Re: "numerics get unhappy": Perhaps invest the time in some diagnostic plots that will conclusively detect various forms of numerical unhappiness? A priori, I would expect an actual instability to be quite easy to detect.

Another generic piece of advice: What's your development cycle time for those two plots? Can we get it down small enough to just fiddle, and see what parameters make that 1% bigger or smaller? (Resolution, size of the pool, depth(s), etc)

Also, is this test code on some branch(es) somewhere?

[edoddridge]

I agree - I don't think this is a numerical instability. For larger forcings the momentum increases more than it should, but also sporadically decreases back towards the expected value.

The plots are very quick to generate, and the code is on the pysics-tests branch. Apparently correct spelling costs extra...

[edoddridge]

One thing I've noticed while doing this is that the convergence criterion used for the linear solve makes quite a difference to the solution.

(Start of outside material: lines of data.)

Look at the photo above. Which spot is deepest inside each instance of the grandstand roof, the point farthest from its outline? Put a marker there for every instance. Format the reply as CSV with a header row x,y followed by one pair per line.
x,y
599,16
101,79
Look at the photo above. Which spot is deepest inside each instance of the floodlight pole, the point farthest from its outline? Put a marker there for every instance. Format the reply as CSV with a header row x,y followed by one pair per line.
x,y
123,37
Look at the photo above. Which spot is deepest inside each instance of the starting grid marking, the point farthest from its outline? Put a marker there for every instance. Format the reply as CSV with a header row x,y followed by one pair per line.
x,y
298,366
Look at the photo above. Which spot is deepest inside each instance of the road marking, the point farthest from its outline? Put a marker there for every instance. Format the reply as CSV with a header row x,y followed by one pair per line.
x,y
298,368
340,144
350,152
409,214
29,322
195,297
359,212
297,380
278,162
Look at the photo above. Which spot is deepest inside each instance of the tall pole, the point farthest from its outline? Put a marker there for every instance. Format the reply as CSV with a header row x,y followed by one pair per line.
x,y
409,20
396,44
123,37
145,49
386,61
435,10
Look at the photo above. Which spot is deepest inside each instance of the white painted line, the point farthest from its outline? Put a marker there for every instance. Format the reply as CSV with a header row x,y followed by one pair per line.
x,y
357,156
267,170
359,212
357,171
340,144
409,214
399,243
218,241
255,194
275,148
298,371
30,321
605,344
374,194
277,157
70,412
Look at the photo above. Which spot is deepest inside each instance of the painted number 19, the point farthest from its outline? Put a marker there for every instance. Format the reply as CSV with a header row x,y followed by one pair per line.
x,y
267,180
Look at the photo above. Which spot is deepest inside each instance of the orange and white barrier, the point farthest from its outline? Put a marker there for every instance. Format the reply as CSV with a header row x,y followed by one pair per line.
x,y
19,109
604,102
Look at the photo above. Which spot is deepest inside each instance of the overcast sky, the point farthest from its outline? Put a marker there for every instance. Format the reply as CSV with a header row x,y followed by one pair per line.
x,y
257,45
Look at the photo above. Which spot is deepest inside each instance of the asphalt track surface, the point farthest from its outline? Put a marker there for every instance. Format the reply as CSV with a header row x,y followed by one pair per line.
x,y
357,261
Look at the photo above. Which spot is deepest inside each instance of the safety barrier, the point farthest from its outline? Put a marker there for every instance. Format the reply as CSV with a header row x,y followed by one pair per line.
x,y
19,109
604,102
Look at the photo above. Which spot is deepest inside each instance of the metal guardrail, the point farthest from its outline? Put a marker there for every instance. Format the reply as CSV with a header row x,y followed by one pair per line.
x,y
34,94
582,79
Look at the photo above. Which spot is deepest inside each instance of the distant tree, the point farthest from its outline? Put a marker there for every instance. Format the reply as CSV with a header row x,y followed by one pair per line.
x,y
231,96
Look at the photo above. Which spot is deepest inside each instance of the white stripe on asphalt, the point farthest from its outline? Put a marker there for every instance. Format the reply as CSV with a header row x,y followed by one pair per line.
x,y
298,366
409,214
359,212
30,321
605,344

This may be what caused the large discrepancy you found between the results with the SOR solver and the external solver. Since the external one converges much faster, it likely overshot the criterion used by the internal SOR solver.

If you run the test script in the pysics-test branch you'll see that it also looks at the n-layer configuration, where the momentum is ~4 times larger than expected. I haven't had a chance to look at that closely yet, but I think I may have done something silly with the layer thicknesses used for the expected momentum calculation.

[axch]

It occurs to me that if the model dumps output on every time-step, it may be possible to compute from the output how much volume or momentum is lost (or gained) due to sponging (especially if we add an auxiliary dump before sponging is applied). With that, it may be possible to do conservation studies on an infinite domain, where the infinity is implemented by a sponge region around the border of the simulation. This may be better than trying to predict edge effects, and may be faster than running a simulation on a sufficiently large finite domain that the edges are far enough away not to matter.

[edoddridge]

That's a good thought. We can definitely use sponges to mop up edge effects.

[edoddridge]

I have some code on the pysics-test branch that I think closes #99 and provides more detail for #100. But, because of my earlier, rather cavalier, approach to merging the external-matrix-solver branch into it, any pull request on the branch with the tests is currently blocked on #89. The behaviour of the error with resolution in the reduced gravity mode is not quite what I expected, but does suggest truncation error. The graph is included below.

Depending on where you're at with reviewing that branch, I'm happy to split the relevant files off on to a separate branch - I'm not sure if I can do that in a history preserving way, but I can manually recreate it - and then put that in as a PR.

[axch]

Sent next round of feedback on #89. My inclination for now is to still try to get that merged first, so no history surgery becomes necessary.